It looks like the Democrats are going to be doing so badly in November that Obama is considering unfriending the DNC on his Facebook account.

Obama is doing backyard visits now to campaign and he’s combining it with his new plan to reduce the deficit.  So, while he’s in the backyard he’s grilling hamburgers and hot dogs and selling them for a buck a piece.

President Obama plans on training 10,000 new math and science teachers.  All of America was relieved to hear he wasn’t planning to train any teachers using his form of economics.

In a recent poll 53% of voters said they would vote for Obama again…but only if he was able to go back in time and actually become the guy he promised to be in 2008.

A poll by CNN revealed that 51% of the voters wanted Obamacare repealed.  The other 49% couldn’t answer because they were standing in line to start the onerous paperwork in case they got sick before the bill did get repealed.

Sarah Palin got a protective order against someone who was making alleged threats against her.  If only Bristol Palin had gotten an order for protection she would have never made her idiot ex-boyfriend famous.
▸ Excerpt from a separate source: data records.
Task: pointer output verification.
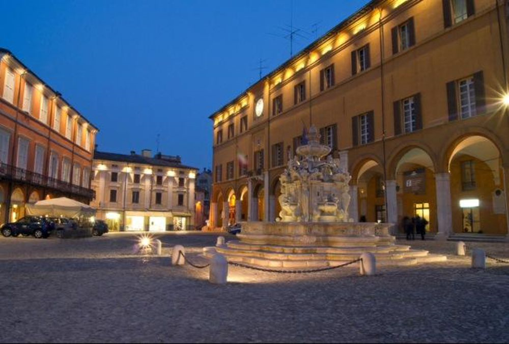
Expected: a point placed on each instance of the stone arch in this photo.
(411, 148)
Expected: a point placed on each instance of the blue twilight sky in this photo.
(137, 69)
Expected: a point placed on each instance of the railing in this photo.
(21, 175)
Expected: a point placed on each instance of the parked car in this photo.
(38, 226)
(63, 225)
(235, 229)
(100, 227)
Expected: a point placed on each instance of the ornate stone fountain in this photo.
(313, 228)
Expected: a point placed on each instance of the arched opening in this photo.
(244, 199)
(416, 187)
(232, 202)
(477, 187)
(17, 210)
(370, 192)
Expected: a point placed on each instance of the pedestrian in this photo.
(408, 226)
(420, 226)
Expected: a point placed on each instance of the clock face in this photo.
(259, 107)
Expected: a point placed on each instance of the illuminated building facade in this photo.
(141, 192)
(46, 145)
(409, 94)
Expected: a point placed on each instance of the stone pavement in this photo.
(95, 290)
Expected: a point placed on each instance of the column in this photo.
(213, 215)
(354, 204)
(272, 208)
(266, 194)
(238, 210)
(170, 192)
(444, 207)
(225, 215)
(392, 205)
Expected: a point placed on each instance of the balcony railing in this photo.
(21, 175)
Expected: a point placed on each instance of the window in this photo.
(56, 120)
(27, 98)
(66, 170)
(39, 159)
(243, 124)
(113, 196)
(43, 114)
(219, 173)
(468, 175)
(136, 197)
(360, 60)
(76, 177)
(456, 11)
(229, 170)
(327, 78)
(466, 97)
(9, 85)
(258, 161)
(328, 136)
(79, 134)
(5, 139)
(407, 115)
(68, 128)
(86, 178)
(403, 36)
(277, 154)
(300, 93)
(363, 129)
(277, 105)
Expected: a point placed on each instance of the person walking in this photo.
(420, 226)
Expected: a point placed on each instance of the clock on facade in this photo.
(259, 107)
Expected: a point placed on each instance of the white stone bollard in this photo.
(220, 241)
(218, 273)
(478, 258)
(461, 248)
(368, 264)
(159, 247)
(176, 257)
(209, 252)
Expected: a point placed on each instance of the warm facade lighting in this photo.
(469, 203)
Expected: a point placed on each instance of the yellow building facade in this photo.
(411, 95)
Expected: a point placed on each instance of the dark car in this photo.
(235, 229)
(100, 227)
(37, 226)
(63, 225)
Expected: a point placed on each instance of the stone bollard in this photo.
(478, 258)
(220, 241)
(209, 252)
(218, 273)
(176, 257)
(368, 264)
(461, 248)
(159, 247)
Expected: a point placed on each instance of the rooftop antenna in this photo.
(261, 67)
(290, 32)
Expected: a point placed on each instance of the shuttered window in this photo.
(5, 138)
(9, 86)
(27, 98)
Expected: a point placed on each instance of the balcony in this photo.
(16, 174)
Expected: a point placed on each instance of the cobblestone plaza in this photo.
(96, 290)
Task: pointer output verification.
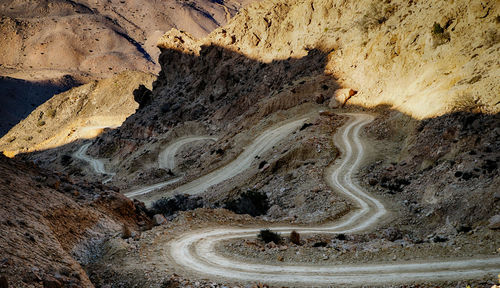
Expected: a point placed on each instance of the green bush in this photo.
(267, 236)
(295, 237)
(51, 113)
(437, 29)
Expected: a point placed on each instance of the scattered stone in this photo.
(494, 222)
(341, 97)
(51, 282)
(159, 219)
(4, 283)
(372, 181)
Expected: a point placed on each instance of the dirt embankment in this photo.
(81, 112)
(52, 222)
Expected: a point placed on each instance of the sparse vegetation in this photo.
(437, 29)
(169, 206)
(377, 14)
(66, 160)
(51, 112)
(126, 233)
(267, 236)
(251, 202)
(295, 237)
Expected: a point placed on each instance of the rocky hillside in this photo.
(424, 58)
(51, 221)
(277, 54)
(98, 38)
(47, 42)
(81, 112)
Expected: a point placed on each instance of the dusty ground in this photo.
(51, 223)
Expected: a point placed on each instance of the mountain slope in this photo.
(47, 41)
(82, 112)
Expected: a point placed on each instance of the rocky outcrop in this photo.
(81, 112)
(51, 222)
(423, 58)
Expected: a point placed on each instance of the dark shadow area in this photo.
(441, 172)
(18, 98)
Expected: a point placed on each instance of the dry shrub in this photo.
(295, 237)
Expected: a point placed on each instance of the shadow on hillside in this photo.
(227, 89)
(18, 97)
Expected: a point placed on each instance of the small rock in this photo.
(159, 219)
(51, 282)
(497, 195)
(341, 97)
(372, 181)
(3, 282)
(494, 222)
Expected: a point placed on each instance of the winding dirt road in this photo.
(195, 253)
(166, 159)
(244, 161)
(96, 164)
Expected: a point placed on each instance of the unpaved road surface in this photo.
(166, 159)
(96, 164)
(244, 161)
(194, 253)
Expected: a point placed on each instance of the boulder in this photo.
(159, 219)
(494, 222)
(341, 97)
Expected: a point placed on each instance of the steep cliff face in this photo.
(81, 112)
(421, 58)
(45, 43)
(424, 58)
(50, 221)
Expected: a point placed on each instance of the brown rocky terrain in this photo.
(433, 150)
(81, 112)
(51, 223)
(48, 41)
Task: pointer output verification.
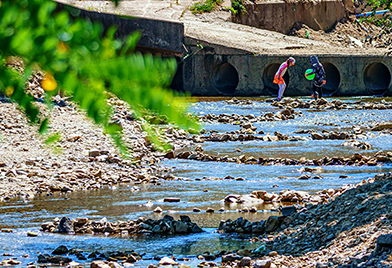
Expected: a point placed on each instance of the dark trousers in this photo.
(317, 91)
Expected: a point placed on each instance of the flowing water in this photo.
(198, 188)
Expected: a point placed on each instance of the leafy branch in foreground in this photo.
(84, 63)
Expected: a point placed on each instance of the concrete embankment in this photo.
(226, 58)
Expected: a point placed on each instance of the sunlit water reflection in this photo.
(199, 188)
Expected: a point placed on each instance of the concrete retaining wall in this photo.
(158, 36)
(241, 74)
(280, 16)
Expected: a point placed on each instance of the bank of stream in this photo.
(200, 185)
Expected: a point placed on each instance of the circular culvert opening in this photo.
(268, 78)
(333, 78)
(225, 79)
(377, 78)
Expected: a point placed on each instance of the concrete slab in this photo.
(215, 28)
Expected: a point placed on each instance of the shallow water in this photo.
(199, 188)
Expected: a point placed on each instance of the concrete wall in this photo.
(280, 16)
(159, 36)
(241, 74)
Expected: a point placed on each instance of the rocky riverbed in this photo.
(334, 227)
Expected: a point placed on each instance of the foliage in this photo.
(383, 20)
(207, 6)
(85, 63)
(237, 6)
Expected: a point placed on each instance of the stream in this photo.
(198, 187)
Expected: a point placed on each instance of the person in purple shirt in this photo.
(319, 79)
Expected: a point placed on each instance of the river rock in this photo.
(246, 261)
(385, 240)
(46, 258)
(262, 263)
(60, 250)
(158, 210)
(382, 126)
(65, 226)
(167, 261)
(171, 199)
(231, 257)
(99, 264)
(271, 224)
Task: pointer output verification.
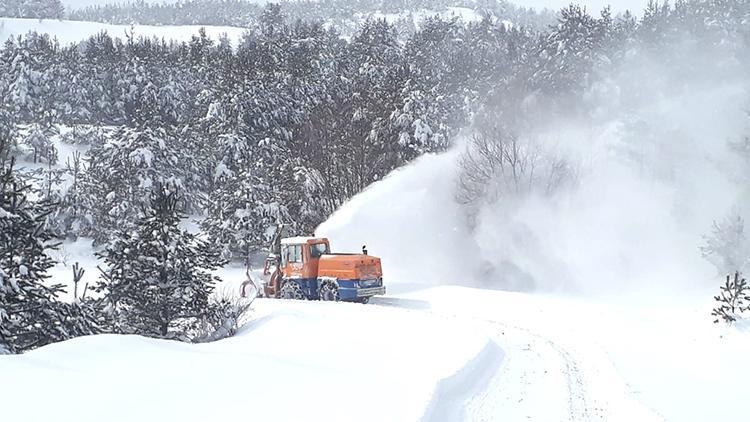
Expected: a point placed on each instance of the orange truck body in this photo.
(307, 265)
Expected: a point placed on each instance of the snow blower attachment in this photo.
(304, 268)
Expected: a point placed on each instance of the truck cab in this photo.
(306, 269)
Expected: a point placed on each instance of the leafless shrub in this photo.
(498, 163)
(228, 313)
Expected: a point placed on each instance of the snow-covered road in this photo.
(429, 354)
(540, 378)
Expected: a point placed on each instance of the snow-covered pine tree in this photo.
(29, 314)
(7, 134)
(733, 300)
(122, 172)
(157, 281)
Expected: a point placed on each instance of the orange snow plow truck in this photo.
(305, 268)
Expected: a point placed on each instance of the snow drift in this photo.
(655, 165)
(294, 361)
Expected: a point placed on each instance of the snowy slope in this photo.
(79, 4)
(294, 361)
(68, 32)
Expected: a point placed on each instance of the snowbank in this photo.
(295, 361)
(68, 32)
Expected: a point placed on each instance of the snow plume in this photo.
(653, 146)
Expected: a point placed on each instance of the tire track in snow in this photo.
(541, 379)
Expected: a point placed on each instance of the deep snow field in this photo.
(430, 350)
(607, 316)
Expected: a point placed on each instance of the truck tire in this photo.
(328, 292)
(291, 290)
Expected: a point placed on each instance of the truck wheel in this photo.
(291, 290)
(329, 292)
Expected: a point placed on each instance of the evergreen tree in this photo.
(157, 281)
(29, 314)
Mark Zuckerberg, the 26 year old billionaire who founded Facebook, decided he will donate up to $100million to the troubled public school system in Newark , New Jersey.  He has no connection to the school he just thought it seemed like a good idea after talking to their mayor.  It’s foresight like that which could end that young man in the Obama administration.

Denny’s Restaurant has added a vegan burger to their menu, which is a really great idea considering Denny’s is such a hotbed for vegan customers.

Rahm Emmanuel resigned as Obama’s chief of staff because he wants to run for Mayor of Chicago.  Apparently, he feels that being one step away from running the mob is a more powerful position that being one step from running the United States.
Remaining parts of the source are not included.